Priorität hat in der Verteilung der Wachdienst mit der Notrufnummer 110. „Es ist uns wichtig, dass die Reaktionsfähigkeit der Polizeiwachen erhalten bleibt, so dass die Polizei den Einsatzort schnellstmöglich erreichen kann. Dabei gibt es natürlich eine Abstufung in der Dringlichkeit der Einsatzanlässe“, erklärt Polizeisprecherin Sonja Wever. So sei ein Einsatz wegen der Gefahr für Leib und Leben natürlich wichtiger als eine Verkehrsbehinderungen oder Ruhestörung.

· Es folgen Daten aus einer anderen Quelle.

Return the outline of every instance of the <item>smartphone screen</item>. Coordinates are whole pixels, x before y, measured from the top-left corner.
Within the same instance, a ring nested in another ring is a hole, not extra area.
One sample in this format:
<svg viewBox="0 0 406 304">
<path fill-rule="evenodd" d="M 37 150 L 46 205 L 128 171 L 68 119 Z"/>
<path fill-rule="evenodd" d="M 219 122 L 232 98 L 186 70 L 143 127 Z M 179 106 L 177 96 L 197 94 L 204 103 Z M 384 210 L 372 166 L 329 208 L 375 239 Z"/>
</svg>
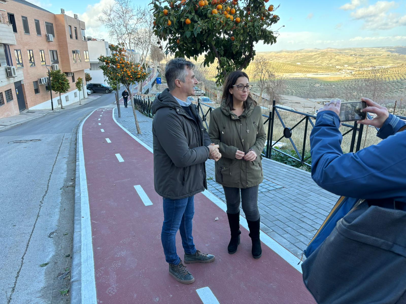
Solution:
<svg viewBox="0 0 406 304">
<path fill-rule="evenodd" d="M 340 121 L 356 121 L 365 119 L 367 113 L 361 112 L 361 109 L 365 109 L 366 106 L 365 101 L 342 103 L 339 116 Z"/>
</svg>

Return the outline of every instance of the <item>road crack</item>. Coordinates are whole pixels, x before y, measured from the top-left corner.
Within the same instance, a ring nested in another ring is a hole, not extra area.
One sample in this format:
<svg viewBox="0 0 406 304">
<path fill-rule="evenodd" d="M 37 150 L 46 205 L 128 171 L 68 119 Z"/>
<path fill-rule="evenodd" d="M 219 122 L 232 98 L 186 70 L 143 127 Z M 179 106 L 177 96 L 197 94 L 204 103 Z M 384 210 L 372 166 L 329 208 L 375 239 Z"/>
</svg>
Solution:
<svg viewBox="0 0 406 304">
<path fill-rule="evenodd" d="M 62 144 L 63 143 L 63 139 L 64 137 L 65 137 L 65 134 L 62 136 L 62 140 L 60 142 L 60 145 L 59 146 L 59 148 L 58 149 L 58 153 L 56 154 L 56 157 L 55 157 L 55 161 L 54 162 L 54 164 L 52 166 L 52 169 L 51 170 L 51 172 L 50 173 L 50 176 L 48 179 L 48 182 L 47 183 L 47 188 L 45 190 L 45 193 L 44 193 L 44 195 L 42 196 L 42 198 L 39 202 L 39 209 L 38 210 L 38 213 L 37 214 L 37 218 L 35 218 L 35 221 L 34 223 L 34 225 L 32 226 L 32 230 L 31 230 L 31 233 L 30 234 L 30 237 L 28 238 L 28 242 L 27 242 L 27 245 L 26 246 L 25 250 L 24 251 L 24 253 L 23 254 L 22 257 L 21 257 L 21 263 L 20 264 L 20 268 L 18 270 L 18 271 L 17 272 L 17 274 L 15 276 L 15 278 L 14 280 L 14 285 L 11 289 L 11 292 L 10 294 L 10 296 L 9 297 L 9 298 L 7 300 L 7 304 L 10 304 L 10 302 L 11 302 L 11 299 L 13 297 L 13 294 L 14 292 L 14 291 L 15 290 L 15 287 L 17 285 L 17 280 L 18 280 L 18 278 L 20 276 L 20 272 L 21 271 L 21 269 L 23 268 L 23 265 L 24 264 L 24 257 L 25 256 L 26 254 L 27 253 L 27 251 L 28 250 L 28 246 L 30 245 L 30 242 L 31 241 L 31 238 L 32 236 L 32 234 L 34 233 L 34 230 L 35 229 L 35 225 L 37 225 L 37 222 L 38 221 L 38 218 L 39 217 L 39 213 L 41 211 L 41 208 L 42 207 L 42 204 L 43 203 L 44 199 L 45 199 L 45 197 L 47 195 L 47 193 L 48 193 L 48 190 L 49 189 L 50 183 L 51 181 L 51 177 L 52 176 L 52 172 L 54 172 L 54 168 L 55 167 L 55 165 L 56 164 L 56 161 L 58 160 L 58 156 L 59 155 L 59 152 L 60 151 L 60 148 L 62 147 Z"/>
</svg>

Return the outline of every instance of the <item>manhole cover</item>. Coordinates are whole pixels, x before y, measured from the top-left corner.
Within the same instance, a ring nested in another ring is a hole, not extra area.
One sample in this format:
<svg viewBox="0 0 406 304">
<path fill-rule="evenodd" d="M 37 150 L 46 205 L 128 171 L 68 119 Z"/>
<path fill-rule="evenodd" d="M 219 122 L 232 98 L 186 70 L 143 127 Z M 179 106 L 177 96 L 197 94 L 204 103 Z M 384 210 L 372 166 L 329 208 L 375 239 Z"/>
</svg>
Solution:
<svg viewBox="0 0 406 304">
<path fill-rule="evenodd" d="M 41 139 L 22 139 L 21 140 L 13 140 L 12 141 L 9 141 L 8 143 L 32 143 L 35 141 L 40 141 Z"/>
</svg>

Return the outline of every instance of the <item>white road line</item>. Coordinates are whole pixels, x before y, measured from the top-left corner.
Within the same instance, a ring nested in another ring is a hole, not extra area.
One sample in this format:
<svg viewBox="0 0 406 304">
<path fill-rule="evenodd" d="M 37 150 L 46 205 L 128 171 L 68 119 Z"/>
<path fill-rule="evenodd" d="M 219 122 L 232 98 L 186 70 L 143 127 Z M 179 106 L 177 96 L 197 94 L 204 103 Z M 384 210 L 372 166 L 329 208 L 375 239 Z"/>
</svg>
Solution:
<svg viewBox="0 0 406 304">
<path fill-rule="evenodd" d="M 203 304 L 220 304 L 217 298 L 208 287 L 196 289 L 196 292 L 203 302 Z"/>
<path fill-rule="evenodd" d="M 147 193 L 143 189 L 143 187 L 141 186 L 140 185 L 137 185 L 136 186 L 134 186 L 134 188 L 135 188 L 135 190 L 137 191 L 137 193 L 138 193 L 138 195 L 140 196 L 140 197 L 143 201 L 143 203 L 146 206 L 150 206 L 152 205 L 152 202 L 151 201 L 149 198 L 148 197 L 148 196 L 147 195 Z"/>
<path fill-rule="evenodd" d="M 123 130 L 131 137 L 138 141 L 138 142 L 143 146 L 146 149 L 147 149 L 147 150 L 151 153 L 153 153 L 152 148 L 147 146 L 146 144 L 145 143 L 143 142 L 142 141 L 140 140 L 137 138 L 137 137 L 127 130 L 127 129 L 123 126 L 122 126 L 120 123 L 117 122 L 115 118 L 114 117 L 114 110 L 112 111 L 112 112 L 113 114 L 113 120 L 114 120 L 114 122 L 117 124 L 119 126 L 123 129 Z M 202 193 L 203 193 L 203 194 L 206 197 L 208 198 L 212 201 L 218 206 L 218 207 L 221 208 L 225 212 L 227 212 L 227 206 L 224 202 L 221 200 L 220 199 L 214 195 L 208 190 L 205 190 L 205 191 Z M 246 220 L 245 218 L 241 215 L 240 216 L 240 225 L 244 226 L 244 228 L 247 230 L 249 230 L 248 228 L 248 224 L 247 224 L 247 221 Z M 279 244 L 276 241 L 264 232 L 263 232 L 260 234 L 260 238 L 261 238 L 261 240 L 262 241 L 262 242 L 265 244 L 265 245 L 274 251 L 276 254 L 278 255 L 282 259 L 286 261 L 288 263 L 290 264 L 292 267 L 296 269 L 296 270 L 300 273 L 302 273 L 302 267 L 300 265 L 298 265 L 298 263 L 300 261 L 300 259 L 299 258 L 294 255 L 292 253 Z"/>
<path fill-rule="evenodd" d="M 79 130 L 79 176 L 80 181 L 80 212 L 82 216 L 80 253 L 82 304 L 96 304 L 96 283 L 95 280 L 95 264 L 93 257 L 93 245 L 92 244 L 92 228 L 90 223 L 90 210 L 89 196 L 87 192 L 87 180 L 84 167 L 82 128 L 89 114 L 80 124 Z M 76 215 L 75 214 L 75 216 Z M 75 270 L 74 271 L 78 270 Z"/>
<path fill-rule="evenodd" d="M 120 155 L 120 153 L 117 153 L 116 154 L 116 156 L 117 156 L 117 159 L 119 160 L 119 161 L 120 163 L 122 163 L 124 161 L 124 160 L 121 157 L 121 156 Z"/>
</svg>

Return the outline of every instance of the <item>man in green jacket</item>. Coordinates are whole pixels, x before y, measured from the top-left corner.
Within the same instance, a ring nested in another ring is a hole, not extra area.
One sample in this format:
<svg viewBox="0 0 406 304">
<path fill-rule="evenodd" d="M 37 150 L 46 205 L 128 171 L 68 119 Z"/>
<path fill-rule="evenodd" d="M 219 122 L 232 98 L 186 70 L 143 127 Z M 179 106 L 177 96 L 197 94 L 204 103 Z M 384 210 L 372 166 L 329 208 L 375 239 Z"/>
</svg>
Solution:
<svg viewBox="0 0 406 304">
<path fill-rule="evenodd" d="M 166 64 L 168 88 L 154 101 L 152 112 L 154 184 L 163 198 L 164 223 L 161 240 L 169 274 L 178 281 L 190 284 L 194 278 L 176 253 L 178 230 L 185 250 L 184 261 L 210 263 L 214 256 L 197 250 L 192 235 L 195 194 L 207 188 L 205 163 L 221 156 L 218 145 L 212 141 L 197 112 L 188 97 L 194 94 L 199 81 L 194 65 L 176 58 Z"/>
</svg>

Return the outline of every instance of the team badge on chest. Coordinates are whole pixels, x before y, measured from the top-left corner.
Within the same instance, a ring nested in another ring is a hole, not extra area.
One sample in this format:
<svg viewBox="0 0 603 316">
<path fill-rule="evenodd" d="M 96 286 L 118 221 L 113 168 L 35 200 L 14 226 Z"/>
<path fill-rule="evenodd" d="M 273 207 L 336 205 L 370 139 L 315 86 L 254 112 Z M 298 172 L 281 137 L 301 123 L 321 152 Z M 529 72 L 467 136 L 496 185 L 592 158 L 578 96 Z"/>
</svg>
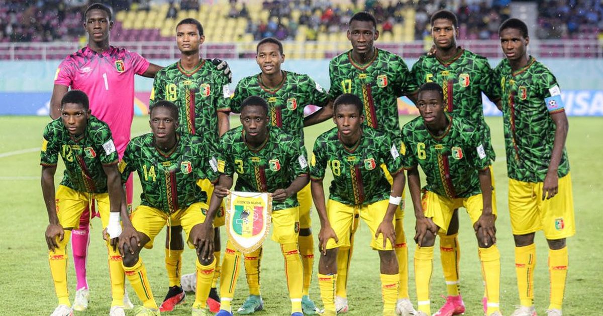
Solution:
<svg viewBox="0 0 603 316">
<path fill-rule="evenodd" d="M 387 76 L 385 75 L 379 75 L 377 76 L 377 86 L 379 88 L 387 87 Z"/>
<path fill-rule="evenodd" d="M 125 66 L 124 64 L 124 61 L 122 60 L 118 60 L 115 61 L 115 69 L 117 69 L 118 72 L 124 72 L 125 71 Z"/>
<path fill-rule="evenodd" d="M 268 161 L 268 163 L 271 170 L 279 171 L 280 170 L 280 162 L 279 161 L 278 159 L 273 159 L 272 160 Z"/>
</svg>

Betreuung nicht mehr möglich

Doch auch im Einsatz bleibt längst nicht so viel Zeit, wie sich Polizeibeamte wünschen würden. „Man hetzt von Einsatz zu Einsatz. Betreuung und Präventivgespräche sind nicht mehr möglich“, resümiert Wallenfels. Auch kämen immer neue Aufgaben hinzu, die Arbeitskraft binden.

Die Polizei und Corona

Erkrankungen und Ausfälle führten zuletzt bei Verkehrsgesellschaften dazu, dass Angebote eingeschränkt werden müssen. Bei der Polizei steht vor allem der Wachdienst im Fokus: „Gerade im Wachdienst der Polizeiwachen versuchen wir Personalausfälle durch die Verlagerung von Personal aus anderen Bereichen oder durch Überstunden auszugleichen“, erklärt Sprecherin Sonja Wever.

Die Folgen einer Quarantäne können in anderen Bereichen zum Teil durch Homeoffice begrenzt werden. Das Arbeiten von zu Hause soll auch das Ansteckungsrisiko begrenzen. „Zumindest bis zum heutigen Tag konnten wir durch vorausschauendes Handeln und sicherlich auch das Quäntchen Glück eine Notlage verhindern“, so die Polizistin.

Im Ernstfall würde zunächst an Präventionsveranstaltungen – zum Beispiel in Schulen oder Senioreneinrichtungen – gespart, darüber hinaus würden Überstunden angeordnet.

Sonja Wever erklärt, wie man mehr Möglichkeiten schaffen will: „Wir reduzieren das Personal im Innendienst auf die unabweisbar notwendige Anzahl und versuchen nicht zwingend notwendige Polizisten und Polizistinnen durch den Einsatz von Regierungsbeschäftigten zu ersetzen.“ Die entlasten Polizeivollzugsbeamte von Verwaltungsaufgaben oder unterstützen sie bei Ermittlungen.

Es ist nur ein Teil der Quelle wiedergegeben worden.